Silicon Valley Banking Consequences: Preventing Bank Runs Related Articles

The collapse of the American Silicon Valley Bank is causing great turmoil in the financial markets. On Wall Street, bank stocks in particular have been the big losers. Some stocks have even halted trading. There is fear, especially among medium-sized banks that are not subject to stricter supervision, says analyst and strategist Corné van Zeijl of asset manager Actiam.

Silicon Valley Bank customers wait in line at the SVB headquarters in Santa Clara, California. US President Biden yesterday tried to reassure Americans about the country’s banking system, also stressing that emergency measures would not be paid for by taxpayers (ANP/AFP/Noah Berger)

Banks still lost 15 percent yesterday, Van Zeijl said. It was mostly the medium and small banks, there’s less fear for the bigger banks because they’re still under stricter supervision since 2008. “But they’re not doing very well either.” According to Van Zeijl, Silicon Valley Bank has taken on more risk than expected to finance customers.

Since 2018, banks with a balance sheet capital of less than 250 billion (and SVB had 206 billion) are subject to less stringent regulations to stimulate the economy. It worked and many startups benefited greatly from it, but this is the flip side: that banks take bad risks. “They mostly went into long-term bonds. And if interest rates go up, that’s where the blows are hardest.’

The US president has said he will do everything to protect the banking system, especially trust in it. The customers are thus bailed out, but the shareholders and bondholders simply lose their money. “I am the shaak. And rightly so, I think you too should help trust the system in this way. So the most important thing is that you don’t have any new bank runs.’

“The important thing is not to have new bank runs”
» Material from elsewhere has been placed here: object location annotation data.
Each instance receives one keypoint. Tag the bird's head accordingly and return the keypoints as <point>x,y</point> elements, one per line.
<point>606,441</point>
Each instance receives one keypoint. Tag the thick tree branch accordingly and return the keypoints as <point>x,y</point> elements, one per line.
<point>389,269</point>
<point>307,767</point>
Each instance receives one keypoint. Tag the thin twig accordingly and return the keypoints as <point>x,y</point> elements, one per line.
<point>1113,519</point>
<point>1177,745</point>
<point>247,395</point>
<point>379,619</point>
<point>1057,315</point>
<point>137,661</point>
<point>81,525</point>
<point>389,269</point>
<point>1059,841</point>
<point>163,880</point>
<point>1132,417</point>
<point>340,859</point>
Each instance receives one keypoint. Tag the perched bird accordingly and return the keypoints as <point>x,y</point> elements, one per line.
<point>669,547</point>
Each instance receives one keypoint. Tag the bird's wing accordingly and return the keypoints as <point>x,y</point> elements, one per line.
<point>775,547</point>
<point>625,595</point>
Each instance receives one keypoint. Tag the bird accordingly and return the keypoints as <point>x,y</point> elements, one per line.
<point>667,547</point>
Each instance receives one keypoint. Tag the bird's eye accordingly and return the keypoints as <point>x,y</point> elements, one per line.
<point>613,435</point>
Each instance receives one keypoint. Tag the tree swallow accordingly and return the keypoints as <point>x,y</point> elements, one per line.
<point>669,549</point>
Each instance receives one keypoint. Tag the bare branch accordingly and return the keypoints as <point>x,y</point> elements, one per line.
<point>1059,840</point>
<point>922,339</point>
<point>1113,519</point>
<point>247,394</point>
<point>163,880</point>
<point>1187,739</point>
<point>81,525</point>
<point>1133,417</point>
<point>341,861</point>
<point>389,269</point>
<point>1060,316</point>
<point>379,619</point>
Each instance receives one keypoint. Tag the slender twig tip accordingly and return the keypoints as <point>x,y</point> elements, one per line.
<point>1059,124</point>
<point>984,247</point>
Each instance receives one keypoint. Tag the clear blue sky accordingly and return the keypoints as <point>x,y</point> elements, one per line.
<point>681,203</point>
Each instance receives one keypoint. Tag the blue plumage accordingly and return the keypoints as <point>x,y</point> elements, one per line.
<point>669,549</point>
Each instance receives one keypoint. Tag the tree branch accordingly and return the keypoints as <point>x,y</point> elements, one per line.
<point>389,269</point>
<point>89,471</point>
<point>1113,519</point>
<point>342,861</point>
Corné van Zeijl, Actiam strategist

Van Zeijl thinks that the biggest pain has now been suffered by the banks, he sees that investors have plunged en masse into bonds. “You can see that interest rates on short-term and long-term bonds have really come down tremendously. And low interest rates are generally not good for banks.’ Which means the banks won’t recover that quickly either.

Exposure

While the Netherlands also has exposure to American banks, the situation here is fundamentally different from the United States, Europe does not have regulations as relaxed as those introduced by Donald Trump in 2018. “So the ECB looks at the composition of the balance sheet, it looks at the quality of the balance sheet. So, in that respect, we have a lot less to worry about here.’